How-To's

What Is the Deal with Memory Difference Mode?

dotTrace 2.0 offers two different ways to profile memory. Each of them is useful for a particular type of profiling tasks, described below.
Dump Memory Mode
You can dump memory at any given time to see what’s in it. This is good for checking whether certain objects are allocated in memory if they are supposed to (or not supposed to), and whether they consume as little memory as they should.
Here’s how you do that:

  1. Start the application for profiling
  2. At any time, click the Dump Memory button on the Control Profiling dialog to generate a snapshot:
    Control Profiling dialog - Dump Memory button

Memory Difference Mode
This lets you check the difference between two application memory states. It’s a good way to profile a certain feature or action in your application. For example, you can have the application open a file and close it, and then see whether all objects associated with the opened file have been properly disposed of. For this, you need to mark the first point in time (“Point A”), let the application do something, then mark the second point (“Point B”).
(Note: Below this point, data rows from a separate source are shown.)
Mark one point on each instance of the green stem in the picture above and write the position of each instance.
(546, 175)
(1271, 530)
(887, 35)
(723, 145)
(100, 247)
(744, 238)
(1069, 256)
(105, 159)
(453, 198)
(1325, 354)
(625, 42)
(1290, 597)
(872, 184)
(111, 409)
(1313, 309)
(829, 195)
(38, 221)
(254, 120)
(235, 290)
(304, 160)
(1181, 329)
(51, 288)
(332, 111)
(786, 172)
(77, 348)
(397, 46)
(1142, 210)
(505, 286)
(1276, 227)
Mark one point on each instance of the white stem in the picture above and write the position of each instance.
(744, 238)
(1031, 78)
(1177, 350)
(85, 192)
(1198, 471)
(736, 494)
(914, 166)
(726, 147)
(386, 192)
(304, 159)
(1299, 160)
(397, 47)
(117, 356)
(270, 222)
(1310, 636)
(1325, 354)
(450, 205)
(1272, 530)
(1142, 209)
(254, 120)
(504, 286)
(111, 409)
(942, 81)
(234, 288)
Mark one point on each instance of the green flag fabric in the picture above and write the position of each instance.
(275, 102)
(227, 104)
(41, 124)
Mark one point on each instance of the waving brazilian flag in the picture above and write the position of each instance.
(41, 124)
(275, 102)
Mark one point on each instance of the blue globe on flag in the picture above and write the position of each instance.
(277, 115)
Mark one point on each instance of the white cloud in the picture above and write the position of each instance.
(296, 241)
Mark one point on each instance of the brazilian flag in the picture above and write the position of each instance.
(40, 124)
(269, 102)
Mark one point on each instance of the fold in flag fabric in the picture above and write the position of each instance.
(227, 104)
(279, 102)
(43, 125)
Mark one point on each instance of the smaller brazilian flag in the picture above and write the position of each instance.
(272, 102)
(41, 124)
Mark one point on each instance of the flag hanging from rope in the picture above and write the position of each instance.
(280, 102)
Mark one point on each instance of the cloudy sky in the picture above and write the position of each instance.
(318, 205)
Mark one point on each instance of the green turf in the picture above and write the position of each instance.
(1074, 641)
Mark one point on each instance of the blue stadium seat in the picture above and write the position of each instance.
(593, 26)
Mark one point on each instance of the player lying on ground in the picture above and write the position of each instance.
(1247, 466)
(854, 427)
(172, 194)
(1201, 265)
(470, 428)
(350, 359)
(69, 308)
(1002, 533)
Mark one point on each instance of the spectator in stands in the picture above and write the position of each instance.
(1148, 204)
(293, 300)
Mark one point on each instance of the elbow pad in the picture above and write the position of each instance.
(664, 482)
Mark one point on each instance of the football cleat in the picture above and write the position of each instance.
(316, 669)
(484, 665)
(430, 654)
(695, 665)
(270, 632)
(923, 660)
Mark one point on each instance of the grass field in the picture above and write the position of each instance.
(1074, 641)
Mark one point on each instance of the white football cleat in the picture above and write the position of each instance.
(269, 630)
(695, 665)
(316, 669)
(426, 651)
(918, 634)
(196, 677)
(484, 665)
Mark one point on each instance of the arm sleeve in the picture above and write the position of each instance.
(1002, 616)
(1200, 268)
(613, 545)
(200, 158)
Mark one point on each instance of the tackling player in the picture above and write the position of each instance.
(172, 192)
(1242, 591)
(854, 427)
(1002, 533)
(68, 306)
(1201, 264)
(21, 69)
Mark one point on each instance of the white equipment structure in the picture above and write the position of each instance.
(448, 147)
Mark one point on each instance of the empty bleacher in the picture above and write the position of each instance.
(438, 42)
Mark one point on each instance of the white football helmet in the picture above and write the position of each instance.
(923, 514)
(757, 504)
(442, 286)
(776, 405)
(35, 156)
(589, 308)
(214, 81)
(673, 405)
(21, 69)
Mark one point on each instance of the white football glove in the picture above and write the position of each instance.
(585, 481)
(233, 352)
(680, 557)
A memory snapshot generated in this way will contain all data related to the memory differences between Point A and Point B.
Here’s how you do that:

  1. Start the application for profiling
  2. At any time, click Mark Memory on the Control Profiling dialog to mark Point A
  3. In the profiled application, perform the action that takes you from Point A to Point B
  4. Click Get Snapshot to mark Point B and generate a snapshot:
    Memory Difference mode - Get Snapshot button
  5. If you want to return to regular profiling mode (no snapshot generation), click Drop Snapshot

In both of these modes, the profiled application continues to run after a snapshot is taken. You are free to combine profiling in the dump memory mode and the memory difference mode as your profiling needs require.